Ruskin Bond’s lines justified the sight completely. To be honest I was disappointed. There was hardly anything. Just a few walls in the ruins, a few old temples for people to stay in and some secret alleys those were out of bounds. The only thing absolutely mesmerizing was a pale green volcanic water body that looked beautiful amidst the mist.

The fort of Rajgad has witnessed many historic events. It was capital of the Maratha Empire during the rule of Chhatrapati Shivaji Maharaj for almost 26 years and the longest span that Shivaji ever stayed in this fort. It was also one of the 17 forts that Shivaji kept while signing the Treaty of Purandar. The fort has been the venue for the birth of Shivaji’s son Rajarama and the death of his wife Queen Saibai. The burial of Adil Shah, a formidable enemy of Shivaji also happened in the walls of BAAL-E-KILLA, situated at the highest point of the fort. Sagar Sir asked us, if we had the energy to trek up to there and surprisingly everyone was interested. The spirits of the exhausted body seemed to be lifted up by the view which we got from above. We were at the top of the world, literally. The 10 minute walk to Baal-e-Killa has been the best walk of my life till date. A narrow twisty curvy path where we were often greeted by leaning trees on the right and the view of the valley on the left as the leaves crunched below our feet, the wind whispered in our ears and  the raindrops kissed our faces. The nature had absorbed us completely and was showing us its different shades. And one not so pretty shade that it showed us was the heavy rain that made it impossible for us to go ahead to Baal-E-Killa. But I believe half of us were glad, for now we could explore the fort our way. Wandering about, clicking pictures we tried to make the most of it. We were told that the fort is being reconstructed to its glory.

As much as I had been looking forward to trekking up, I had been dreading the trek down. The descend had always scared me. I did not trek down, I slid. Whenever I thought I couldn’t go down a patch without toppling forward, I just sat down and slid till a walk able patch came. I did this (and encouraged others too) almost 3/4th of my trek down and it was an experience in itself. I remember this one patch where I was completely on my own. Some people were too ahead of me and some too behind. It was a wide stretch of green with a few cattle grazing. I took that alone time to absorb the nature and understand its metaphors. I liked how peaceful the chaos of the nature was. It was one of the most amazing parts of my whole trek. The trek down seemed really long for a part of me could not wait to reach the bus, while a part of me never wanted this beautiful journey to end.

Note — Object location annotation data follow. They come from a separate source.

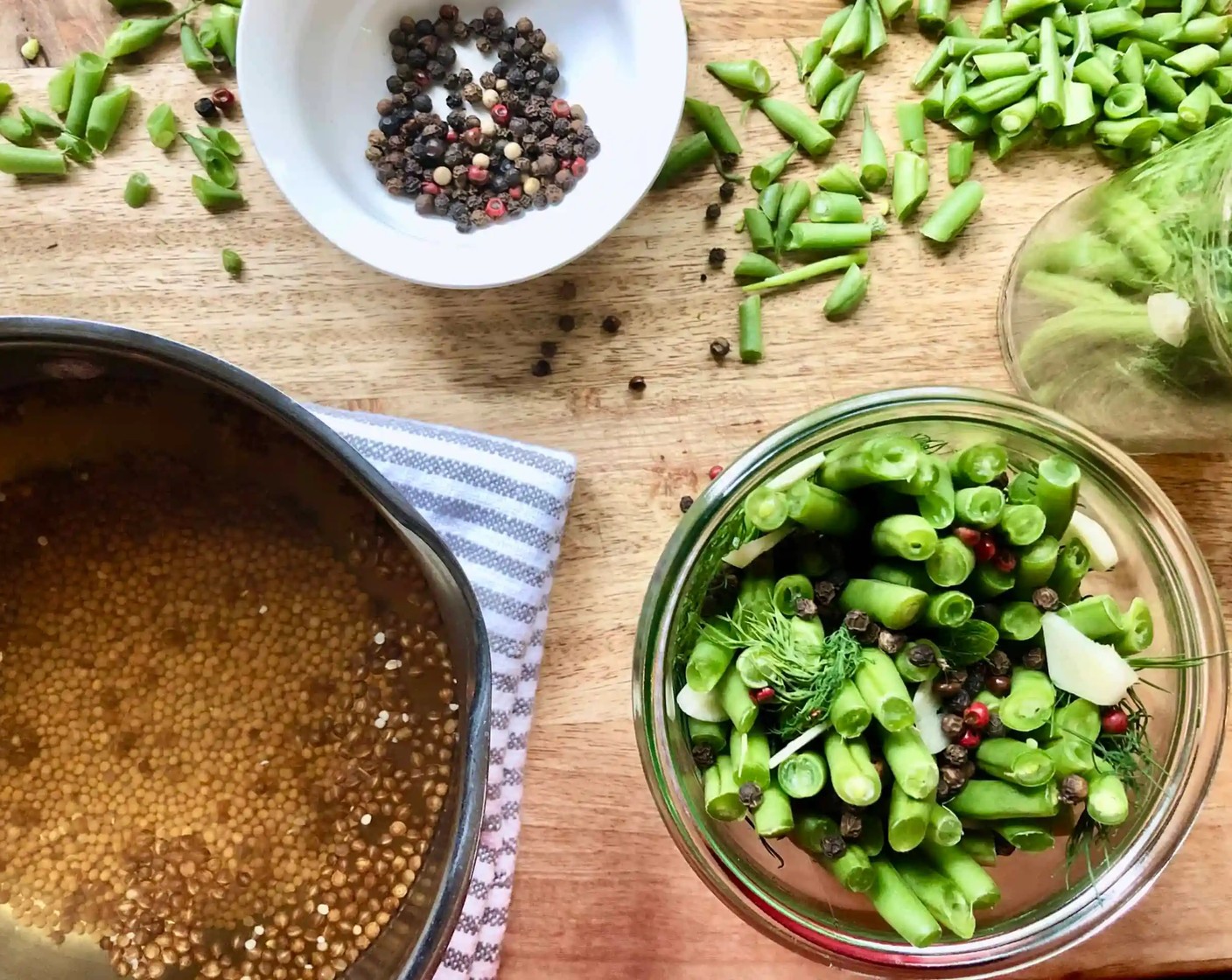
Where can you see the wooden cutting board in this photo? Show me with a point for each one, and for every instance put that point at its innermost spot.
(600, 890)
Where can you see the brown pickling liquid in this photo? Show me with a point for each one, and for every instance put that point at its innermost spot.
(220, 753)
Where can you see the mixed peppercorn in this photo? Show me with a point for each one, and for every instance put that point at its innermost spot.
(528, 153)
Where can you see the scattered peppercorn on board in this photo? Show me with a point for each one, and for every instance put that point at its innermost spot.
(600, 890)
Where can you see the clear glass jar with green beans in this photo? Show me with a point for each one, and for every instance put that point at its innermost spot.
(1117, 308)
(920, 888)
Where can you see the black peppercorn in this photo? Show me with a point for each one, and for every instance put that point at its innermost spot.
(834, 847)
(850, 826)
(1074, 789)
(959, 702)
(1035, 660)
(998, 662)
(1046, 599)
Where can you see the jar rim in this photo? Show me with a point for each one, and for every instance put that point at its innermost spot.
(1136, 863)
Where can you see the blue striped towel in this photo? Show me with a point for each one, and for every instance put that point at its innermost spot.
(500, 506)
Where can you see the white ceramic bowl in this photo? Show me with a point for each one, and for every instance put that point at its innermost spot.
(311, 73)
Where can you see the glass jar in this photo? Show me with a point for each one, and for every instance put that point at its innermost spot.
(1041, 913)
(1117, 307)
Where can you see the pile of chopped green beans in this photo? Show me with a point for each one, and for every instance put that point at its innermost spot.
(84, 118)
(900, 671)
(1135, 77)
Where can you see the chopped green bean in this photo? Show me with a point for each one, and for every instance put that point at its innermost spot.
(911, 184)
(751, 329)
(821, 509)
(1030, 700)
(226, 21)
(802, 775)
(760, 228)
(853, 775)
(770, 200)
(875, 37)
(823, 80)
(900, 906)
(24, 160)
(794, 200)
(799, 124)
(848, 294)
(769, 171)
(894, 606)
(60, 89)
(932, 15)
(951, 564)
(751, 75)
(906, 820)
(712, 122)
(17, 131)
(854, 31)
(214, 198)
(911, 126)
(682, 157)
(132, 36)
(136, 190)
(722, 793)
(833, 207)
(960, 158)
(88, 80)
(217, 164)
(41, 122)
(192, 51)
(936, 60)
(838, 104)
(954, 213)
(74, 148)
(830, 237)
(873, 165)
(755, 267)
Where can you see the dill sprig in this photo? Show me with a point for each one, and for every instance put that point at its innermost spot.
(805, 678)
(1130, 756)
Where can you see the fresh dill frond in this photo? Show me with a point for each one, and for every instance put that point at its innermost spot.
(806, 678)
(1131, 756)
(930, 445)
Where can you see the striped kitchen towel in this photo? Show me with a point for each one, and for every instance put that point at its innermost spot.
(500, 506)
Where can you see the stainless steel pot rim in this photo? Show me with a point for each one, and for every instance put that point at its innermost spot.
(90, 335)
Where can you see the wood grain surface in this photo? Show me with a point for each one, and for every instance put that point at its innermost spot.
(600, 890)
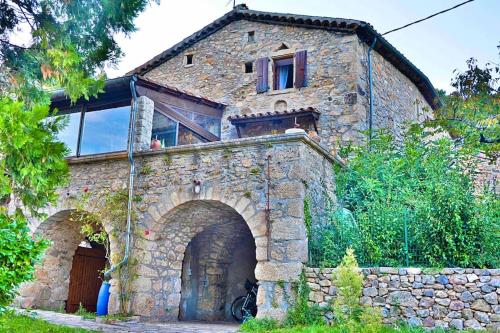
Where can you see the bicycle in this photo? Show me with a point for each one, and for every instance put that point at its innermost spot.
(245, 307)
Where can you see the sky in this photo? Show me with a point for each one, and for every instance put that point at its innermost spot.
(437, 46)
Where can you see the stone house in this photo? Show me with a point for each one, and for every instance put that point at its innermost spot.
(222, 195)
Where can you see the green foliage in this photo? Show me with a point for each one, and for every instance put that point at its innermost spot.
(18, 254)
(349, 282)
(70, 43)
(300, 312)
(307, 217)
(471, 113)
(96, 211)
(14, 323)
(351, 328)
(423, 187)
(32, 161)
(259, 325)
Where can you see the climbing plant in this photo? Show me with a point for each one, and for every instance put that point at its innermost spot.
(102, 216)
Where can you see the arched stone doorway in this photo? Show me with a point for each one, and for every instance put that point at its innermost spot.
(203, 252)
(216, 264)
(69, 271)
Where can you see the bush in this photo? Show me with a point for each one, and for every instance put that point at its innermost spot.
(410, 203)
(18, 254)
(259, 325)
(300, 312)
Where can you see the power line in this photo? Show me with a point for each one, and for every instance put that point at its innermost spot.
(426, 18)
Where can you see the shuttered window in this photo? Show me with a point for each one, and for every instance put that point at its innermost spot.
(262, 75)
(300, 69)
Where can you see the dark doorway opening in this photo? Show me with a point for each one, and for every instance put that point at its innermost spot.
(85, 277)
(217, 262)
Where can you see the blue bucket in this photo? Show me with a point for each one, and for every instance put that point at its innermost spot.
(103, 299)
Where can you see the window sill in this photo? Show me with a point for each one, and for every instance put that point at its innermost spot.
(282, 91)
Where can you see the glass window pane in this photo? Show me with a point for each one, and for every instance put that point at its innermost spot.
(164, 129)
(187, 137)
(69, 134)
(105, 130)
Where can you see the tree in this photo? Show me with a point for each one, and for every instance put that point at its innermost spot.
(471, 113)
(70, 43)
(412, 200)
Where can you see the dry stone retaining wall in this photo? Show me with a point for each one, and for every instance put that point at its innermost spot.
(452, 298)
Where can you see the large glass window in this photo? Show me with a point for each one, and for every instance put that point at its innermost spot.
(105, 130)
(187, 137)
(164, 129)
(69, 134)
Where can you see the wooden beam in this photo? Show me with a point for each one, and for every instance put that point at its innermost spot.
(166, 110)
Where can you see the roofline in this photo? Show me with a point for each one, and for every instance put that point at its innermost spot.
(123, 82)
(364, 30)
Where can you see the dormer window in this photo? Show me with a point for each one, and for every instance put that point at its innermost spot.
(188, 60)
(283, 73)
(289, 70)
(251, 36)
(249, 67)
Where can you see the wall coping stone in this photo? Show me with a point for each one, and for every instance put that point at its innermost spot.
(217, 145)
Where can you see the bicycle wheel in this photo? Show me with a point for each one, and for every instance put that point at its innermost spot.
(237, 308)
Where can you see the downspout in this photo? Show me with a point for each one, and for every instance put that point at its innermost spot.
(131, 138)
(370, 82)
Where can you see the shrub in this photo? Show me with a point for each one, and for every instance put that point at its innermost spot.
(259, 325)
(411, 202)
(18, 254)
(300, 312)
(349, 283)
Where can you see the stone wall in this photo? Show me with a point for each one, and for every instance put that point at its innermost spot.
(451, 298)
(396, 100)
(336, 79)
(239, 180)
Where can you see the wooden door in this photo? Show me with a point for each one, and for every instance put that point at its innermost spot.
(84, 281)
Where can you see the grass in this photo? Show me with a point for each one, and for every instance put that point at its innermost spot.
(272, 326)
(14, 323)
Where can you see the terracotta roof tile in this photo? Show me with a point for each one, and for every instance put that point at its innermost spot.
(292, 112)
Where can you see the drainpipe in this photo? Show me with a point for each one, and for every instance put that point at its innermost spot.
(370, 80)
(103, 297)
(131, 137)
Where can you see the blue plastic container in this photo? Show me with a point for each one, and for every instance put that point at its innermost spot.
(103, 299)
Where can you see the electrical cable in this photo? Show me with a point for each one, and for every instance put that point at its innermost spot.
(428, 17)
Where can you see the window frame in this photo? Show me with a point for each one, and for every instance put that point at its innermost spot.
(90, 107)
(251, 36)
(282, 60)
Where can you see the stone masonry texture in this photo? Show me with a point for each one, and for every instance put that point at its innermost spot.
(452, 298)
(337, 83)
(235, 177)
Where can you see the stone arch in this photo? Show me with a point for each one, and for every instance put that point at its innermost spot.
(51, 283)
(215, 218)
(255, 218)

The best thing you can offer a tired person is FOOD and the village was kind enough to serve us hot and delicious local Maharashtrian cuisine.  Nothing could end the trek better than Pithla, Koshimbir , Daal and Rice. Being at the top of the world was beautiful but coming back down was not that bad either because now we had stories to tell, stories of the journey to the top and stories of the world from above. Stories of falling down, rising up and the stories of the many moods of nature. Stories of bonding, stories of friendship; stories that became memorable chapters of one beautiful journey to the Royal Fort of Rajgad.